3) Change your sources: Most of the people I speak with who have missed this huge move have been consuming a diet of doom and gloom. ... Constantly reading about hyperinflation and the collapse of the dollar and the end of the United States as a world power and the student loan crisis and omigod Obamacare is going to crush America and the Chinese are taking over the world and . . . STOP! Right now. It is recession porn. ...
4) Look at the rest of your process: How do you make investment decisions? Are you careening from stock pick to stock pick, after watching too much financial TV? Do you even have a process?
Whatever it is you have been doing obviously has not been working.
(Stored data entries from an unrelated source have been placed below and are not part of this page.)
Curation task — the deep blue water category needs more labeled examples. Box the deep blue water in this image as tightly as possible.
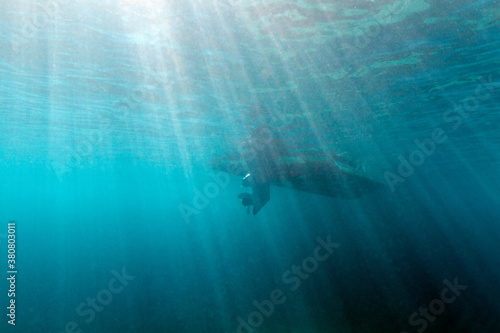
[1,1,500,332]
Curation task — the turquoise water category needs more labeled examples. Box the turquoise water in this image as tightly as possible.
[1,0,500,332]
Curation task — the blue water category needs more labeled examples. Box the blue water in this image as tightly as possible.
[1,1,500,332]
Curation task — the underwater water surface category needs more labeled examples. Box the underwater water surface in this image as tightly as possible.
[1,0,500,332]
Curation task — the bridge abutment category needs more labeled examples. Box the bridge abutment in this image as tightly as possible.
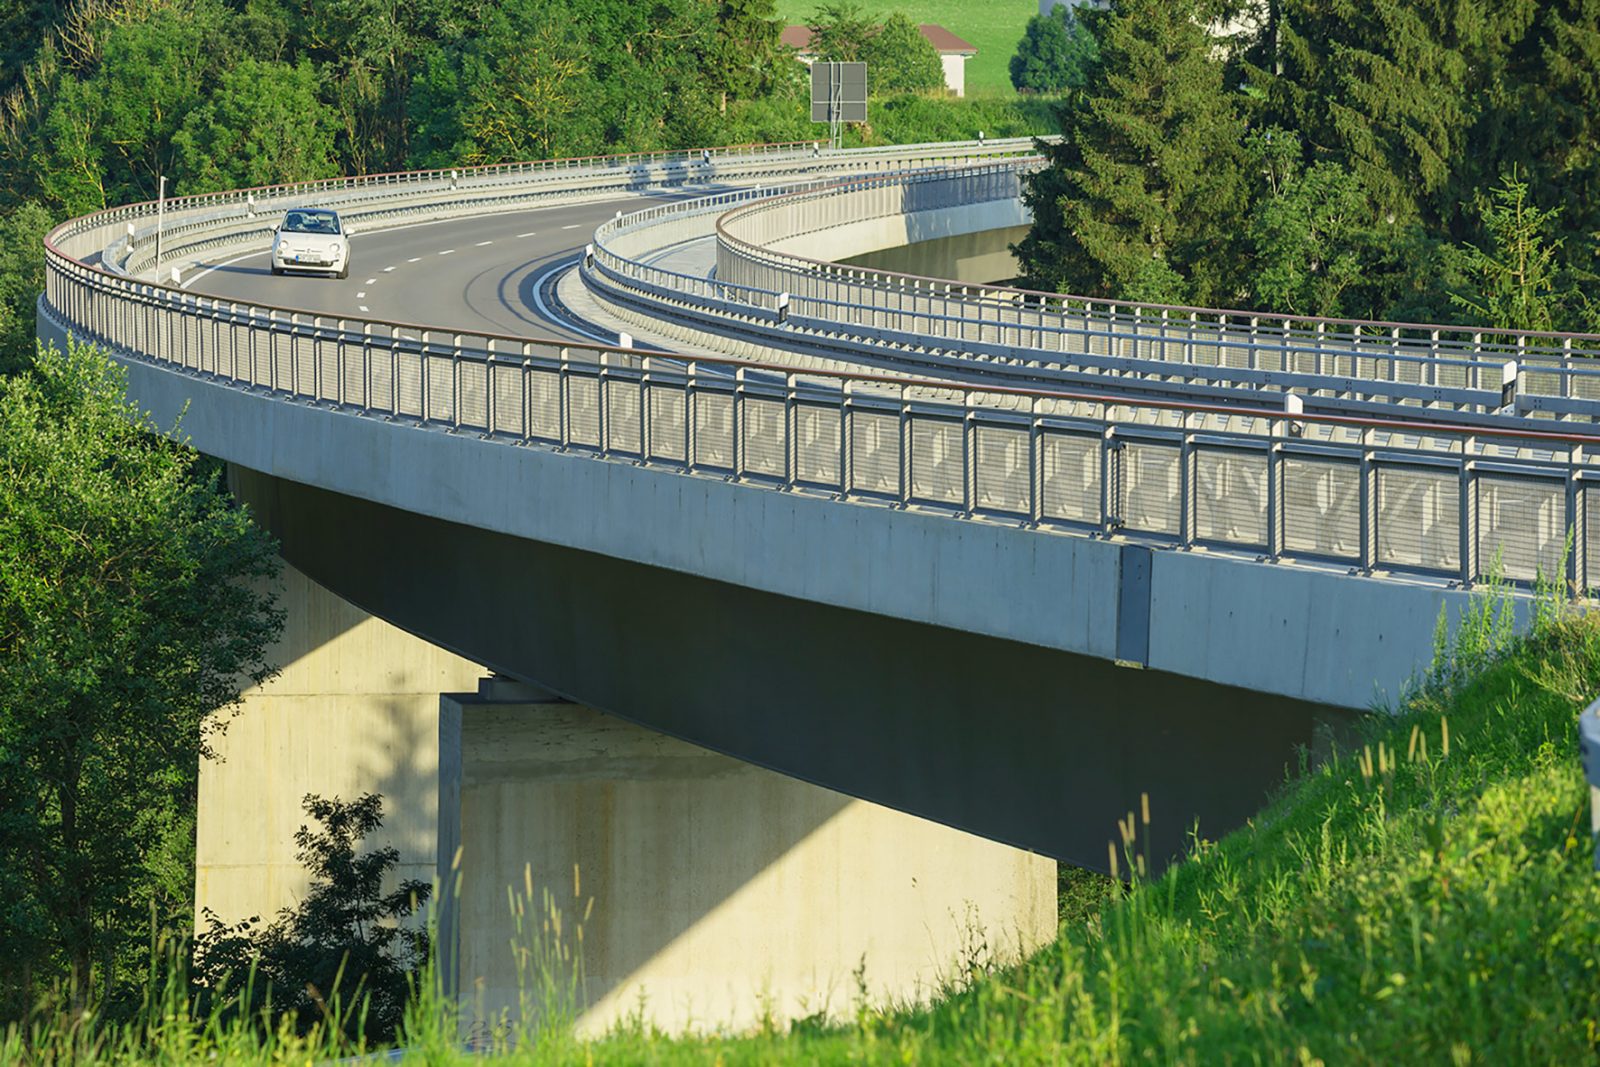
[199,563,1057,1037]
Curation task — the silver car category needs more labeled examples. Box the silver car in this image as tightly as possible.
[271,209,353,279]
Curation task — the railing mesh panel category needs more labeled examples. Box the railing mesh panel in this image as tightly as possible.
[1194,448,1267,547]
[459,360,488,430]
[395,350,423,418]
[796,403,841,487]
[851,409,899,495]
[607,378,642,454]
[340,338,364,404]
[491,363,523,434]
[568,374,600,447]
[528,369,560,440]
[1283,457,1360,559]
[1122,442,1180,535]
[1377,466,1459,572]
[975,425,1029,514]
[743,397,787,477]
[425,353,453,423]
[649,385,687,461]
[910,417,963,504]
[695,390,734,469]
[1476,475,1565,583]
[1041,433,1100,523]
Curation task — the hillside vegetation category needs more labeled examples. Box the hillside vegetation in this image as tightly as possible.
[11,587,1599,1061]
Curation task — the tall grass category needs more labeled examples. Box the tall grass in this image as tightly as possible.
[7,578,1599,1063]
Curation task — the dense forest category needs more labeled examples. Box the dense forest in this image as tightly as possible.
[1015,0,1600,331]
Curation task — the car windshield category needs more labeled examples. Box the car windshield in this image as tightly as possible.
[282,210,341,235]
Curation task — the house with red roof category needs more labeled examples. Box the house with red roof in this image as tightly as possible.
[779,23,979,97]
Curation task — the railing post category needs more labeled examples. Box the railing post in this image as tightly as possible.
[1460,443,1476,586]
[362,322,373,413]
[485,353,497,436]
[732,365,746,477]
[1028,395,1043,525]
[1101,426,1121,533]
[558,347,572,448]
[1179,427,1195,548]
[1569,446,1585,597]
[452,334,463,432]
[597,350,611,454]
[390,329,400,417]
[1359,428,1376,574]
[841,379,854,497]
[289,312,299,397]
[685,360,697,469]
[898,386,911,506]
[419,330,432,424]
[784,373,798,488]
[639,356,652,461]
[961,392,976,516]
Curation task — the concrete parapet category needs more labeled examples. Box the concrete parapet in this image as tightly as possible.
[443,691,1057,1037]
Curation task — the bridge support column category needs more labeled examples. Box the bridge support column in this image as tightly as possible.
[194,562,486,931]
[441,685,1057,1038]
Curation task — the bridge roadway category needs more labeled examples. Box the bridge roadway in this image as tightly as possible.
[40,142,1549,872]
[179,197,648,343]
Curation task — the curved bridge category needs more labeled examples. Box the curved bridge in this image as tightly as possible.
[37,140,1600,868]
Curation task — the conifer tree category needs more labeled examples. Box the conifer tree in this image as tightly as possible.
[1014,0,1249,305]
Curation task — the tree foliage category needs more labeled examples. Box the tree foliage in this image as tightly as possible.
[807,3,944,96]
[0,341,282,1016]
[1015,0,1249,305]
[192,793,430,1045]
[1010,4,1097,95]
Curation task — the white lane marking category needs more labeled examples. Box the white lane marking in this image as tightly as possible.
[561,224,581,230]
[517,231,537,238]
[359,305,369,312]
[365,278,377,284]
[439,249,454,255]
[475,240,493,246]
[382,265,396,272]
[356,291,366,298]
[407,257,421,263]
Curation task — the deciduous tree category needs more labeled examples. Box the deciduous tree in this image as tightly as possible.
[0,341,282,1015]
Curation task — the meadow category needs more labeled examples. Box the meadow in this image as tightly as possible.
[772,0,1042,95]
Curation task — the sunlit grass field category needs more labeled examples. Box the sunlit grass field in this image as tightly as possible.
[773,0,1041,96]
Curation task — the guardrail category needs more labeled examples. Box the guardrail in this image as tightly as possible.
[587,163,1600,423]
[711,163,1600,417]
[38,141,1600,600]
[41,240,1600,594]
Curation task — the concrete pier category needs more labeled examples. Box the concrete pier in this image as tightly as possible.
[196,565,1058,1036]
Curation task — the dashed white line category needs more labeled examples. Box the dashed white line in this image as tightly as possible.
[475,240,493,246]
[359,305,369,312]
[382,265,396,272]
[439,249,455,255]
[561,224,581,230]
[407,257,421,263]
[517,231,537,238]
[356,291,366,298]
[365,278,377,284]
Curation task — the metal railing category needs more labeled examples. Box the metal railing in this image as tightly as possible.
[41,238,1600,593]
[710,163,1600,418]
[38,141,1600,598]
[587,163,1596,423]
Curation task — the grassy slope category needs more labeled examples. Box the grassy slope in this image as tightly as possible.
[13,599,1600,1063]
[772,0,1039,96]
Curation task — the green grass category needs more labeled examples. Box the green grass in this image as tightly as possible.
[10,589,1600,1062]
[773,0,1040,96]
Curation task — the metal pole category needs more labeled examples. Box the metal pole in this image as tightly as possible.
[155,175,167,277]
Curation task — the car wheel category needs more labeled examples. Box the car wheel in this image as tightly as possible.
[271,265,283,276]
[336,265,349,280]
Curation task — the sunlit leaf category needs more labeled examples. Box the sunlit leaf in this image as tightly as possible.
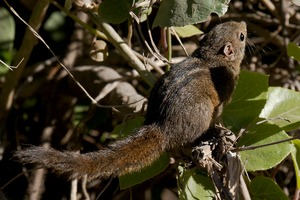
[287,43,300,61]
[292,139,300,189]
[0,7,15,71]
[153,0,230,27]
[223,71,269,132]
[249,176,289,200]
[260,87,300,132]
[0,7,15,50]
[173,25,203,38]
[238,122,292,171]
[177,167,215,200]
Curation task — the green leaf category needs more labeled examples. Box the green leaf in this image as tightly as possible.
[177,167,215,200]
[0,7,15,50]
[287,42,300,61]
[72,105,89,126]
[292,139,300,189]
[64,0,73,10]
[153,0,230,27]
[238,122,292,171]
[173,25,203,38]
[110,116,144,139]
[223,71,269,132]
[249,176,289,200]
[0,50,15,74]
[260,87,300,132]
[44,11,65,31]
[0,7,15,71]
[44,11,66,41]
[0,63,10,75]
[134,3,152,23]
[98,0,133,24]
[119,152,169,189]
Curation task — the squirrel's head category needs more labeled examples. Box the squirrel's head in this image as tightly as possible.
[193,21,247,65]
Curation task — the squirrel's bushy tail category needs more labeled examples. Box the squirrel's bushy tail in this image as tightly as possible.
[14,125,167,181]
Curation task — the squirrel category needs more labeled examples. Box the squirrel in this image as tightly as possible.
[14,21,247,182]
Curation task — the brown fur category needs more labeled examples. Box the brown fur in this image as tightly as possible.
[14,21,247,181]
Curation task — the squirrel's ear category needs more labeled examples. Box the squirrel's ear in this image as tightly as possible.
[223,42,235,61]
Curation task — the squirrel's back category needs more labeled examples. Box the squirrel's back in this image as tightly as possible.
[145,58,220,147]
[146,21,247,147]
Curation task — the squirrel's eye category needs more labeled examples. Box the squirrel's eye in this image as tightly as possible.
[239,33,245,41]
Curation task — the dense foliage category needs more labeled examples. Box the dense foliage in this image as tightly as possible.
[0,0,300,199]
It is likely you are missing two important components of an investment plan: the plan itself and an error-correction method that allows you to reverse the inevitable mistakes that will occur.
5) Create an asset-allocation model: Of course, if you missed the entire rally, you don’t have much of a plan. You need a full-blown investment strategy.
Own five to nine broad indexes, typically in exchange-traded funds (ETFs) or low-cost mutual funds. In decreasing amounts (35 percent, 30 percent, 20 percent, 5 percent), you should own: large caps, small caps, emerging markets, global equities, technology, real estate, bonds (corporates, Treasurys, munis) and commodity indices.
6) Deploy your capital: You need to make your capital work for you, not sit in cash. Deploy this capital based on time, on market levels, on a model or any objective metric, just so long as it is not driven by your gut instinct. ...
7) Dollar-cost average: You can allow time to work in your favor by deploying your capital in 12 monthly (or four quarterly) equal amounts. This avoids the classic market timing issue, and allows any market volatility to work in your favor. ...
8) Rebalance regularly: You now have a simple model with various asset classes held in different weightings (35 percent to 5 percent). Over time, some will do better or worse than others. Eventually, the model drifts. The process of returning the portfolio to its original percentage weightings is called rebalancing. ...
9) Be diversified: We own stocks and bonds and real estate and commodities (pretty much in that order). When one market or asset class is falling, others tend to go in the opposite direction. ... A balanced portfolio approach tends to underperform markets on the way up but suffer much less on the way down. ...
10) Understand your time line: People have a foolish tendency to lose sight of the long term in the midst of the day-to-day noise. Most of you have an investing timeline between 10 to 40 years. (If you plan to start withdrawing money to live on in 10 years or less, you will need to be more conservative).
I don't agree with everything above (you can invest the market quite nicely in the classic Three-Fund Portfolio), but Mr. R.'s points are largely on target: Invest widely on a regular basis, and take only as much risk as you need to. All the rest is flapdoodle.
1 comments:
I stopped investing in my Roth IRA in 2007 in order to save money for a downpayment for a house. I kept investing weekly in my 401K with company match. My 401K recovered all of it's losses within 2 years of the crash, but it took my Roth IRA an additional 2 years to recover it's losses. If I had continued to invest in my Roth IRA from 2008 and on it too would have broken even within 2 years of the crash instead of just breaking even now.